Wednesday was going to be "Omni Day" at Probe Research. That's the day every three months or so I spend entirely on the phone talking to dozens of clients and potential clients about our omnibus survey of Manitoba adults.
For nearly two decades our quarterly "omni" has provided accurate and affordable insights to our clients. It's probably our flagship research service and our firm is very proud to offer this strategic tool to a wide cross-section of private, public and not-for-profit organizations.
But this Wednesday was different. The previous evening, Canadian pollsters had taken a spectacular -- and very public -- belly flop when British Columbia's Liberal Party was re-elected despite the confident assurances of pollsters to the contrary.
And it was not just some pollsters who missed the mark -- they were all off... and by a lot.
I just couldn't muster the enthusiasm I normally devote to promoting our omnibus. Instead, I opted to give the shamed pollsters a couple of days to wipe the egg from their faces and try to explain their way out of this one. Our omni would have to wait.
As it turned out, these B.C. election polls were not worth the paper they were printed on despite the fact some of Canada's most prestigious media outlets (The Globe & Mail, Global News, Sun Media, Vancouver Sun, CTV and others) carried breathless and detailed analysis of this evolving numerical horse race.
It is true reliable polls can help the electorate form more informed choices but these same measurements, when imprecise, can cause considerable damage.
We will never really know, for example, the extent to which these wildly off-the-mark polls may have influenced the tone of media coverage of the 2013 B.C. election campaign. Nor can we really embrace the truthfulness of findings on the importance of campaign issues, party leadership or anything else purportedly "measured" in these same surveys.
While industry insiders surely will be engrossed in the forensic story behind their B.C. folly, citizens will and probably should care far less about the precise reasons for these miscalculations. The public had been misinformed, plain and simple.

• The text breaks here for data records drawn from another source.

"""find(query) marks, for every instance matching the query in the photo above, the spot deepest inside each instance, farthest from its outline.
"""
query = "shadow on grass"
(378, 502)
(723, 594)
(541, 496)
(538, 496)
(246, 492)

At this point, British Columbians and other Canadians would be well within their prerogative to sweep into the dustbin the polls that had so conspicuously littered this election landscape and to ensure their grounds remain clean of this type of debris in the future.
Time away from my desk and phone afforded me the opportunity to reflect on our own record of accuracy and to consider looming future research challenges -- even from the glass house we gingerly inhabit.
Our most recent election survey, taken for the Winnipeg Free Press in the final stretch if the 2011 Manitoba election, was (humbly) a virtual bang-on projection of the actual voting outcome.
But a decade earlier in the 2003 provincial election, a similar election survey taken by our firm for the Winnipeg Free Press and Global News provided a less-accurate projection of the final outcome (but not off nearly to the degree of the recent B.C. polls).
In 2003, as was the case with the B.C. polls, we overestimated the level of voter support for the NDP. And the lessons we learned in 2003, I believe, offer critical insights as to what went wrong in B.C.
As local historians and political junkies may recall, in the lead up to the 2003 election Manitoba's governing New Democrats, fronted at that time by the charismatic Gary Doer, were at the top of their political game. A series of quarterly polls taken by our firm between 1999 and May of 2003 showed unwavering and seemingly insurmountable NDP dominance with voters.
When the NDP dropped the writ a full year and a half before an election was officially required, there was a strong sense, just as there was in B.C., the election was a "done deal."
Our late campaign poll pegged the NDP with a startling 29-percentage-point lead over the Progressive Conservatives.
Sometime after the 2003 election, Doer told me the release of our poll served as a brake on his party's campaign momentum. According to Doer, voters greeting him on the doorstep seemed to be reacting as if he had "already won" even though several days were left on the campaign calendar.
Another important similarity between the conditions in Manitoba in '03 and this B.C. election was the low turnout of voters. Manitoba turnout in 2003 had taken a dramatic nosedive -- plummeting to 54 per cent from nearly 70 per cent in the previous election. Only about half of B.C. voters bothered to vote on Tuesday.
Our 2003 post-poll analysis revealed turnout rates in historically "safe" NDP constituencies were down by nearly 20 per cent on average, while voter participation in Progressive Conservative strongholds had not eroded nearly to this degree. An obvious explanation for this differential turnout would be that many NDP-inclined voters were satisfied an NDP victory was a fait accompli and, as such, victory would surely occur with or without their support.
Further investigation will reveal whether or not a similar stay-at-home New Democrat phenomenon occurred in B.C. this week.
Scott Mackay is president of Probe Research Inc., a Winnipeg-based public opinion and marketing research organization.